Filosofia – Pensadores e Obras

realismo especulativo

Mais precisamente, os realistas especulativos estão unidos pela rejeição do que Meillassoux chama de correlacionismo. Essa é a doutrina segundo a qual “nunca compreendemos um objeto ‘em si’”, isoladamente de sua relação com o sujeito” (Meillassoux 2008, 5). Para o correlacionismo, uma realidade independente da mente não pode existir, porque o próprio fato de estarmos pensando em tal realidade significa que, afinal, ela não é independente da mente. Desse ponto de vista, “o pensamento não pode sair de si mesmo para comparar o mundo como ele é ‘em si’ com o mundo como é ‘para nós’ e, assim, distinguir o que é uma função de nossa relação com o mundo, o que pertence apenas ao mundo” (Meillassoux 2008, 3). No correlacionismo, como diz Brassier, “como é impossível separar o subjetivo do objetivo, ou o humano do não-humano, não faz sentido perguntar o que há em sisi mesmo, independentemente da nossa relação com ele” (em Bryant et al. 2010, 53-54). Ou nas palavras de Harman, no correlacionismo, “tudo é reduzido a uma questão de acesso humano ao mundo, e as relações não humanas são abandonadas às ciências naturais” (2009b, 156). Em outras palavras, Harman continua, “o correlacionista sustenta que não podemos pensar em humanos sem mundo, nem mundo sem humanos, mas apenas em um relacionamento ou correlação primordial entre os dois. Para o correlacionista, é impossível falar de um mundo que preexistisse humanos em sisi mesmo, mas apenas de um mundo preexistente para humanos ”(2009b, 122). Como Harman resume sarcasticamente a posição, o correlacionismo assume que “o que é pensamento é assim convertido inteiramente em pensamento, e que o que está fora do pensamento deve sempre permanecer impensável” (2010, 789).

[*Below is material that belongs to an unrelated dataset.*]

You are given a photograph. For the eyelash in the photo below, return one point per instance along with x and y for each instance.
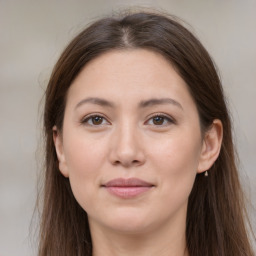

Os realistas especulativos têm plena consciência de que a auto-reflexividade do argumento correlacionista – a maneira como ele reflete criticamente em suas próprias premissas – dificulta a fuga. Uma vez que nos encontramos dentro do que Meillassoux chama de “círculo correlacionista” (2008, 5), não podemos facilmente sair dele novamente. A auto-evidência aparentemente auto-confirmatória do círculo correlacionista domina a filosofia ocidental há quase dois séculos e meio. O correlelacionismo remonta pelo menos à “revolução copernicana” de Kant na filosofia, segundo a qual nossa experiência do mundo só pode ocorrer sob condições de nossa própria autoria. O argumento correlacionista não é empírico, mas o que Kant chama de transcendental: ele nos fornece as mesmas condições que governam nossa compreensão e nosso discurso. Ou seja, o correlacionismo não é tão explicitamente discutido, como já é sempre pressuposto por ambos os lados em qualquer debate filosófico pós-kantiano. Com seu argumento transcendental, Kant refuta todas as formas de “dogmatismo” (tentativas metafísicas para descrever como o mundo é realmente, por si só), juntamente com o que hoje é comumente menosprezado como “realismo ingênuo”. Tais posições são impossíveis, Kant diz; porque não temos acesso a “coisas em si mesmas”, não podemos saber nada sobre elas – além do simples fato de que elas devem existir. O argumento transcendental de Kant é projetado para garantir que, nas palavras de Meillassoux, “não se possa pensar o próprio em si sem entrar em um círculo vicioso, contradizendo-se assim imediatamente” (2008, 5). [SHAVIRO, Steven. The Universe of Things. On Speculative Realism. Minneapolis: University of Minnesota Press, 2014.]